Todd cited this passage:
“In 1872, Colonel Albert Ordway, Provost Marshal for Virginia (who lived close to the park) donated the park’s first fountain, built of stone, but city council rejected a petition from the “citizens near Monroe Park” for $2,500 in additional improvements. The requested improvements included a brick wall about two feet high around the park to prevent the embankment from washing on the pavement, granite post and chain to enclose the fountain, twenty iron seats, granite steps at the gates and for putting up the fountain donated by Colonel Ordway”.
From The Ghosts and Glories of Monroe Park- a Sesquicentennial History by David M. Clinger 1998.
Now quoting and paraphrasing Richard Lee Bland:
The history of (a later) fountain is very sketchy. Mary Wingfield Scott fixed the date of its appearance in the park in 1908. This stone pyramid precede but no dates to confirm.. In 1896 the original memorial to Jefferson Davis was intended to be at the park, a large colossal temple. The cornerstone was laid, but the project was abandoned. The 1970 article at the collapse states, “the fountain’s original upper tiers, which broke off many years ago, were replaced by new ones during a 1961 renovation.” Memories are both short and imperfect. I will comment the 1908 date is interesting due a four tier fountain once stood in Gamble’s Hill Park, overlooking the James River, now owned by Ethel Corporation.
The theory is that the Gamble’s Hill fountain was moved to Monroe Park in 1908 and that is the one there now. Here is a 1962 News Leader newspaper clipping where Mary Winfield Scott made that observation:
An old photo of the fountain at Gamble’s Hill near Pratt’s Castle.

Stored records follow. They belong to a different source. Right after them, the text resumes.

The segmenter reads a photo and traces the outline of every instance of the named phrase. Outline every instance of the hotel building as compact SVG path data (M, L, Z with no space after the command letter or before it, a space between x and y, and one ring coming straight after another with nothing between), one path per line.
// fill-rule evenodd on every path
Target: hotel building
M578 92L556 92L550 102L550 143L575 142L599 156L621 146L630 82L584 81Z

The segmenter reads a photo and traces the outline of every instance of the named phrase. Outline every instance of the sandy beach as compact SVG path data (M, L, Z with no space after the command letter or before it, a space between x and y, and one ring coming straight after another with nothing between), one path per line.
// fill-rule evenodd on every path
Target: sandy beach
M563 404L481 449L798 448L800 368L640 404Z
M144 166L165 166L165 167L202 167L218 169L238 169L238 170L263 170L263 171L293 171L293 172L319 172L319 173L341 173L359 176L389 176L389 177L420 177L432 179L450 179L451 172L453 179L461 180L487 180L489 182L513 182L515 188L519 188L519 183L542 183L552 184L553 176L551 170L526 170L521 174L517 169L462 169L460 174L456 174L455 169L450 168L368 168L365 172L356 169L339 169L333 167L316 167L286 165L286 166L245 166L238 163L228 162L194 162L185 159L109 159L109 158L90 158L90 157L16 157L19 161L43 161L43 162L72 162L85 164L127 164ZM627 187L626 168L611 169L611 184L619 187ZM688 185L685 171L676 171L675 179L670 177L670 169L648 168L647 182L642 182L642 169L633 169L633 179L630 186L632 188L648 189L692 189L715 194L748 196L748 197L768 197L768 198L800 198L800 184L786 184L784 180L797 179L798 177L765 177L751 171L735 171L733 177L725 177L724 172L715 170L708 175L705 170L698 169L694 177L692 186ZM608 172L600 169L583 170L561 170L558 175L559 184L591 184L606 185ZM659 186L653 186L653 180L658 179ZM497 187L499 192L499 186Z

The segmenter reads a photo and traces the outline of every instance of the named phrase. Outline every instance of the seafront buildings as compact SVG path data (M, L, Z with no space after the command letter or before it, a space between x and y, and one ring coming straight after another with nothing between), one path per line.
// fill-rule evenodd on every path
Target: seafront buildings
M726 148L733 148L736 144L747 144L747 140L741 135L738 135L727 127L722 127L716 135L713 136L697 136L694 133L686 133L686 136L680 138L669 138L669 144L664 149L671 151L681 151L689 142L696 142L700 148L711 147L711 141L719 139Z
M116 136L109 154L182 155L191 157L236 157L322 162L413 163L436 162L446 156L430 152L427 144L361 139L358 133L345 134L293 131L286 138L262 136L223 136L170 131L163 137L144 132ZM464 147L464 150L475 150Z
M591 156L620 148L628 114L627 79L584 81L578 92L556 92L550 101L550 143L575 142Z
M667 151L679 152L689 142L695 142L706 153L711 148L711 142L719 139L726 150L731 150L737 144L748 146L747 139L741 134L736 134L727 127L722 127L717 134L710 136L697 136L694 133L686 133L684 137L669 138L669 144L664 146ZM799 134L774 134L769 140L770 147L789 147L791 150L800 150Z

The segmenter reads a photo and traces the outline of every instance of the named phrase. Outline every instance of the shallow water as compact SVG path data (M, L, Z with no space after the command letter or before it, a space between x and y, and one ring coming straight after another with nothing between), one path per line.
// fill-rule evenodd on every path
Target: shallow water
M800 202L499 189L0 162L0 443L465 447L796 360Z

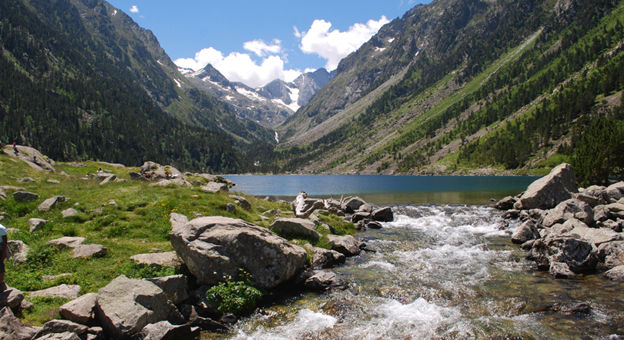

Here is an old painting of the fountain in Monroe Park that is in the Special Collections at the VCU library:
So, in terms of present edifices, an old and persistent hoarder has started to create a pile in Monroe Park. This woman is infamous for having done the same sort of thing in the Fan and Oregon Hill previously.
This adds on to the current perception that the City and Monroe Park Conservancy are not being adequate stewards to historic Monroe Park. Still, young people continue to flock to Monroe Park to play Pokemon.